With its nasty habit of producing the 'wrong' results what can replace democracy wonders the author. At this point the book begins to ramble as the author discusses AI, machines and Facebook.
Rule by experts and clever people - technocracy and epistocracy - the author rejects, tempting as such centralised systems of power are. How do you select such people (and more to the point how would you rid yourself of them?)
The author prefers 'collective democracy' as practised in China and which he chillingly calls 'pragmatic authoritarianism.' In this type of democracy the individual is subsumed into one mass which is controlled by 'experts' and academics who know best and act in the interests of the group rather than the individual.
All well and good, but Chinese dissidents do have a nasty habit of disappearing - a price worth paying it seems.
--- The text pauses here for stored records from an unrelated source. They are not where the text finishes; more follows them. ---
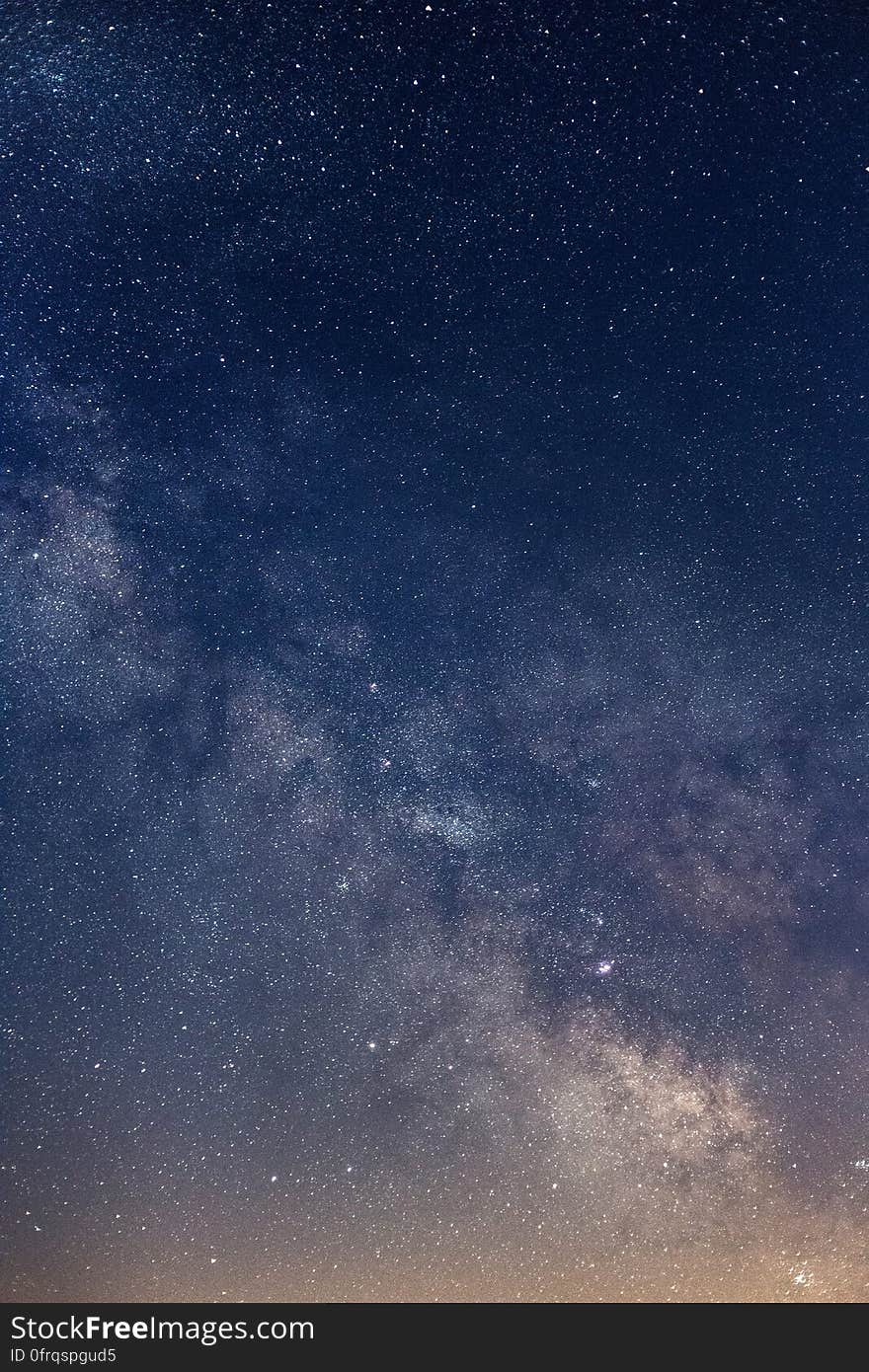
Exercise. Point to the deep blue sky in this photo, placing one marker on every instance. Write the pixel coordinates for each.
(433, 650)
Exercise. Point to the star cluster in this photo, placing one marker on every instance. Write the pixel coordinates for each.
(433, 651)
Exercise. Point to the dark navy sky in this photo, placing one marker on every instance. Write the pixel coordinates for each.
(433, 650)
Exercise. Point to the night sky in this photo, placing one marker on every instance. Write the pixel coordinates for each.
(434, 689)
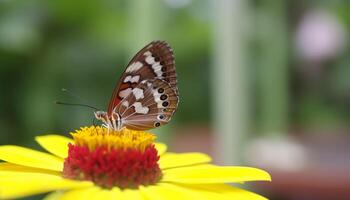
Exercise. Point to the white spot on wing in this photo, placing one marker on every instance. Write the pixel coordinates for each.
(140, 109)
(125, 93)
(125, 103)
(157, 68)
(138, 93)
(134, 67)
(150, 60)
(127, 79)
(147, 53)
(135, 79)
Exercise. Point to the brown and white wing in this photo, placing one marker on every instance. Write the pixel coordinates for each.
(154, 61)
(150, 104)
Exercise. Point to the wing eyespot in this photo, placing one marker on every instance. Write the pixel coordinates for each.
(163, 97)
(165, 103)
(156, 124)
(160, 90)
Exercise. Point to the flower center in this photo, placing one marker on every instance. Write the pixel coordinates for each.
(125, 158)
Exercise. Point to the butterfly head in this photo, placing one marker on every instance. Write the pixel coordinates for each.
(109, 121)
(101, 115)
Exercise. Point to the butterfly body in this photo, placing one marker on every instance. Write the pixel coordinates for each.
(146, 95)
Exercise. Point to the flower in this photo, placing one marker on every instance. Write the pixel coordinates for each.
(127, 164)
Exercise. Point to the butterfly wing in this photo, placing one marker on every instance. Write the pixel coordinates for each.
(150, 104)
(154, 61)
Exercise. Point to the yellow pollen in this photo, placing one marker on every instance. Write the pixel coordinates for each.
(93, 137)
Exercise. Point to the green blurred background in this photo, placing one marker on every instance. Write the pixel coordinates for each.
(263, 83)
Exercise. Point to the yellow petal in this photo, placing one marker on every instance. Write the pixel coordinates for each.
(54, 195)
(158, 192)
(213, 191)
(214, 174)
(55, 144)
(17, 184)
(161, 148)
(31, 158)
(92, 193)
(172, 160)
(4, 166)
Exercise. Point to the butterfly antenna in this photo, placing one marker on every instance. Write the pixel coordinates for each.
(76, 104)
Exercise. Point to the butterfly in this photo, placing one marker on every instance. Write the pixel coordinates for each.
(146, 95)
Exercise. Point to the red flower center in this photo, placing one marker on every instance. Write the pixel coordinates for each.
(108, 168)
(126, 159)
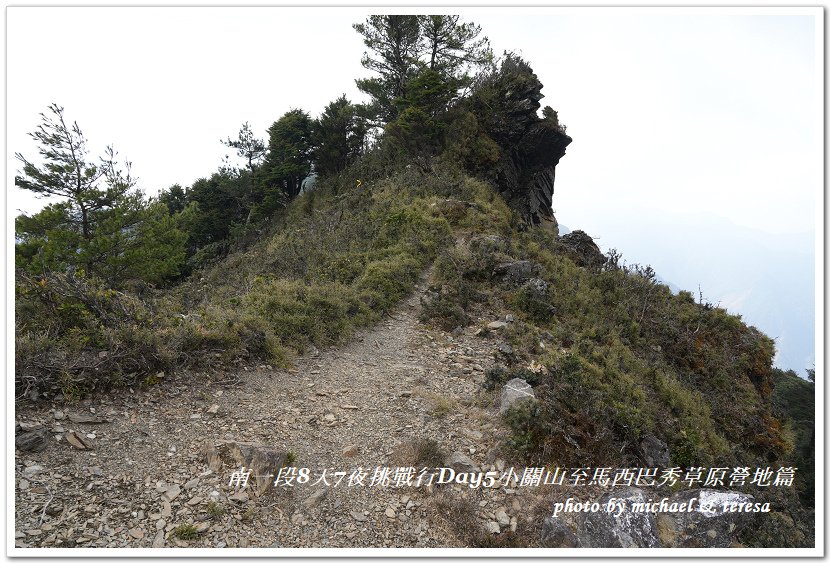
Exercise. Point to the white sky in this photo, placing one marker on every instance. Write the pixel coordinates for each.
(674, 113)
(670, 110)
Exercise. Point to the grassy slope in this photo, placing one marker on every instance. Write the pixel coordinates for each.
(622, 356)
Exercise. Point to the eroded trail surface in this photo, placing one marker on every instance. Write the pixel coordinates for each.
(145, 480)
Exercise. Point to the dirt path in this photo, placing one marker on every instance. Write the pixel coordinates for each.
(364, 406)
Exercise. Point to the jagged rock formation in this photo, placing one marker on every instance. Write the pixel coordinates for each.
(582, 249)
(531, 146)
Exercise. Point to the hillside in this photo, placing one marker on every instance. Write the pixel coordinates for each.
(383, 318)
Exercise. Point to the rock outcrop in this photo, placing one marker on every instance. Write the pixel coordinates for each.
(582, 249)
(515, 391)
(711, 525)
(530, 146)
(624, 529)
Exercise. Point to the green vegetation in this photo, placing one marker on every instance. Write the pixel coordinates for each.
(245, 266)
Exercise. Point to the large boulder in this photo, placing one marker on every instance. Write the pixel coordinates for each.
(507, 105)
(582, 249)
(518, 271)
(263, 461)
(624, 528)
(515, 391)
(556, 533)
(708, 525)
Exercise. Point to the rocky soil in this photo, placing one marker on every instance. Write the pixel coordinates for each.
(129, 469)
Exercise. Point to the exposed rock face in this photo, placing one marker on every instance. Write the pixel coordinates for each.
(626, 529)
(515, 391)
(583, 249)
(263, 462)
(708, 525)
(702, 522)
(555, 533)
(32, 440)
(517, 272)
(531, 146)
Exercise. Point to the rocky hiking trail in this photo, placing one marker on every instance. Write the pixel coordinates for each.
(133, 469)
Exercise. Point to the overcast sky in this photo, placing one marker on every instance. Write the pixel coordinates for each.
(673, 113)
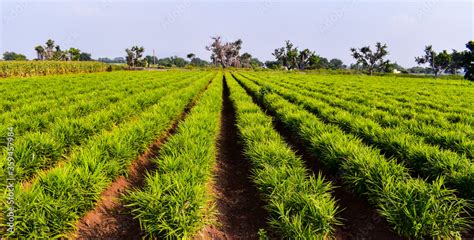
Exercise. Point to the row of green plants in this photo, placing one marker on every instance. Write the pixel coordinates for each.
(38, 68)
(51, 204)
(427, 94)
(37, 151)
(454, 136)
(455, 140)
(434, 98)
(370, 96)
(426, 160)
(413, 207)
(175, 202)
(300, 205)
(41, 117)
(36, 95)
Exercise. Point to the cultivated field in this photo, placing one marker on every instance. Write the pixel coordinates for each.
(236, 154)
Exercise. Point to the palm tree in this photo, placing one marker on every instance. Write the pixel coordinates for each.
(191, 56)
(40, 52)
(49, 48)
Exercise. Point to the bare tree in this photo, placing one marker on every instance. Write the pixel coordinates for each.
(225, 54)
(372, 61)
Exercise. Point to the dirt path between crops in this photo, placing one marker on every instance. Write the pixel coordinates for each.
(110, 219)
(359, 219)
(240, 211)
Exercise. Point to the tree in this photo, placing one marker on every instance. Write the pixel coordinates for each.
(225, 54)
(199, 62)
(151, 59)
(40, 52)
(172, 62)
(74, 54)
(49, 50)
(287, 56)
(85, 56)
(438, 62)
(336, 64)
(12, 56)
(273, 64)
(468, 62)
(369, 60)
(303, 58)
(256, 63)
(191, 56)
(245, 60)
(134, 57)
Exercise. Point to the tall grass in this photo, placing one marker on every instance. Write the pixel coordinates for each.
(300, 205)
(55, 200)
(413, 207)
(175, 202)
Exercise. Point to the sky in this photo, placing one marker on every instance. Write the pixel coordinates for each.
(105, 28)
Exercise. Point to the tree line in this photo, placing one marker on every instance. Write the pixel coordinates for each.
(289, 57)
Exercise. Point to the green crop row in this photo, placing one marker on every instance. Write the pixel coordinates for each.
(300, 206)
(369, 96)
(53, 202)
(430, 161)
(413, 207)
(36, 68)
(447, 96)
(453, 137)
(432, 102)
(40, 150)
(175, 202)
(78, 93)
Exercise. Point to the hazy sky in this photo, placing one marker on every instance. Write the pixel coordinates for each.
(106, 27)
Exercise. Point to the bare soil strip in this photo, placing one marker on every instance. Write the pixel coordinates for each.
(359, 219)
(240, 211)
(110, 219)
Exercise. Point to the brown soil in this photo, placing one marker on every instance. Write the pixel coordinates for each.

What does the indiviual matter? Scary stuff, but a system nevertheless for which the author can barely hide his admiration.
With its elitist attitude and inability to transcend its own narrow worldview, How Democracy Ends is a disappointing book overall. Although he spends much time analysing coups, Runciman is completely blind to two of the biggest ever coups happening under his very nose - the attempts to subvert the Trump presidency and Brexit. Presumably, this is because some coups - the 'right' coups - do not require explication.
Runciman reluctantly comes to the conclusion that the present system still has legs. His analysis however falls short. Democracy will continue not because of the reasons postulated in this book, but because it is designed precisely to maintain control over the masses. What matters is maintaining the power and privilege of the elite. Trump and Brexit were indeed aberrations. Correction will come because power ultimately prevails, not democracy.
To state that democracy could end, presupposes it has begun. But has it really? If you understand that democracy is merely the formal process by which the rich and powerful achieve validation, then much of what this book discusses might seem redundant, frivolous even.
A more salient question to ask might have been: Have we ever had true democracy? Now that would have been a compelling book.